About half a century has elapsed since I last read an Agatha Christie novel. I was in Form One or Form Two at Kai Chung Middle School in Binatang when I read my first Agatha Christie novel. After such a long lapse, I did not know what to expect when I first started reading Death in the Clouds.
According to Guinness World Records, Agatha Christie has the title of “world’s best-selling fiction writer,” with estimated sales of over 2 billion. UNESCO also lists Christie as the most translated author in history.
Death in the Clouds begins when twelve passengers are on board the Prometheus, an airplane traveling from Paris to Croydon in England. As the flight is about to reach its destination, one of the two stewards notices a woman slumped over at the back portion of the plane. It was discovered that she has been murdered so everyone on the plane, including the beloved Belgian detective Hercule Poirot, becomes a possible suspect.
It appears that the dead woman, a moneylender and blackmailer known as Madame Giselle, has been killed by a poison dart blown from a blowpipe. A search of the plane leads to the discovery of a small blowpipe behind the seat of Poirot, making him a prime suspect.

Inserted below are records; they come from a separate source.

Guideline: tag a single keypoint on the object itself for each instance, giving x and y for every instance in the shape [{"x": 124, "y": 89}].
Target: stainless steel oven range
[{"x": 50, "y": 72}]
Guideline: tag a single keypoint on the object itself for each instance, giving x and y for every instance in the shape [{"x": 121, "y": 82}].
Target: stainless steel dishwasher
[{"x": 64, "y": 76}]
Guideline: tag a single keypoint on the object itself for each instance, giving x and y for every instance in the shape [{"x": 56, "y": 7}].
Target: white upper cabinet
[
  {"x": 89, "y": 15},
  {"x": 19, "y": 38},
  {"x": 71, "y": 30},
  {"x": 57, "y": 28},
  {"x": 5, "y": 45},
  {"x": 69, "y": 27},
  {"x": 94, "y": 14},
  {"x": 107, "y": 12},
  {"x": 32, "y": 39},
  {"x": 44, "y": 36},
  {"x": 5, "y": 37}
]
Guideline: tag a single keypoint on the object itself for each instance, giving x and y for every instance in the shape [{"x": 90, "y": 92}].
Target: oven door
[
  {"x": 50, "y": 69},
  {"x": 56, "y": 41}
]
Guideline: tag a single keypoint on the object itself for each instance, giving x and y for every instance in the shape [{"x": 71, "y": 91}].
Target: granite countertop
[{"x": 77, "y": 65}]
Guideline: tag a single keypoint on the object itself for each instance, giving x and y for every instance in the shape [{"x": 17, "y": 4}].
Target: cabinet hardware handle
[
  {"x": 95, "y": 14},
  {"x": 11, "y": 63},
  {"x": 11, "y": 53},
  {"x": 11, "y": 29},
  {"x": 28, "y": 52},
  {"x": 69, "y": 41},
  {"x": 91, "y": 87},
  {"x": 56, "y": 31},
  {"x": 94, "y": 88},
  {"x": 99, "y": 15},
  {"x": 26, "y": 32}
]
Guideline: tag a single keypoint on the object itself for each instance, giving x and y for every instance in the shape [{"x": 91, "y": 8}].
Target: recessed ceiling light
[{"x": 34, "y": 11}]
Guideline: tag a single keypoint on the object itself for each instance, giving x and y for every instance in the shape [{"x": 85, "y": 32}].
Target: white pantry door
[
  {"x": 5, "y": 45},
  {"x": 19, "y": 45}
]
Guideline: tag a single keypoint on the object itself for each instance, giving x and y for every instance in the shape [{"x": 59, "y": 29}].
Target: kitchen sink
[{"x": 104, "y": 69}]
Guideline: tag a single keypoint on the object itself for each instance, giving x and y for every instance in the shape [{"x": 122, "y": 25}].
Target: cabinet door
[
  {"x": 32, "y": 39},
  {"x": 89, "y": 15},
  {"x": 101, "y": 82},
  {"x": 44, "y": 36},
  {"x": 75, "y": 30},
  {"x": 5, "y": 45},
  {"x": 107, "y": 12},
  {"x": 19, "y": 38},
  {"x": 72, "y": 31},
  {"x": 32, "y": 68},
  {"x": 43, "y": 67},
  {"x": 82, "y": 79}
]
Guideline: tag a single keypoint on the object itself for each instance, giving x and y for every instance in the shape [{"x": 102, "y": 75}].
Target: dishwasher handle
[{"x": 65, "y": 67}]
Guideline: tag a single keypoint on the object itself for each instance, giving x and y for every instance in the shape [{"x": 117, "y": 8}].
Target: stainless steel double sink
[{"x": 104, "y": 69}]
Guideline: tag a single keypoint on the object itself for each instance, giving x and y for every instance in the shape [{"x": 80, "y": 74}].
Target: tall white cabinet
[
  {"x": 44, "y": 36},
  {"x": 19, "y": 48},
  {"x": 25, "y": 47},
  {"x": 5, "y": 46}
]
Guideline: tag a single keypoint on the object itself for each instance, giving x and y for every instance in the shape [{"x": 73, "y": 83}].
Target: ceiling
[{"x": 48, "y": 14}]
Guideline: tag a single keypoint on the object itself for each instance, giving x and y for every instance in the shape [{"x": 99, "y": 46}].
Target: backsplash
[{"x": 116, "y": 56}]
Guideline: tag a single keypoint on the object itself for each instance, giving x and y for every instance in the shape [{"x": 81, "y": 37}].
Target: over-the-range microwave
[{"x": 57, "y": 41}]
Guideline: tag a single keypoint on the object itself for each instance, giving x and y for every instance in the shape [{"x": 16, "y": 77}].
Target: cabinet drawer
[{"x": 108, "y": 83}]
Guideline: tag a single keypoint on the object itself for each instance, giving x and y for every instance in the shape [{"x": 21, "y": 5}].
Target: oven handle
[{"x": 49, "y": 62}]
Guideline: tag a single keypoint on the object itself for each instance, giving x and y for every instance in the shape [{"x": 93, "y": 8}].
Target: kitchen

The mystery is how a woman can be killed in this manner without anyone seeing the crime being carried out.
Poirot sets out to solve the murder, taking into consideration factors such as the seating chart, passengers’ possessions, possible motives, and gains and losses from the murder. The suspects include a crime writer, a cocaine addict, a dentist, a pretty hair assistant, a father and son archeologists.
To my absolute surprise, I find that I enjoyed this “whodunnit”. I thought I knew who the murderer was very early on, only to discover I fell hook, line, and sinker for a very deceptive red herring.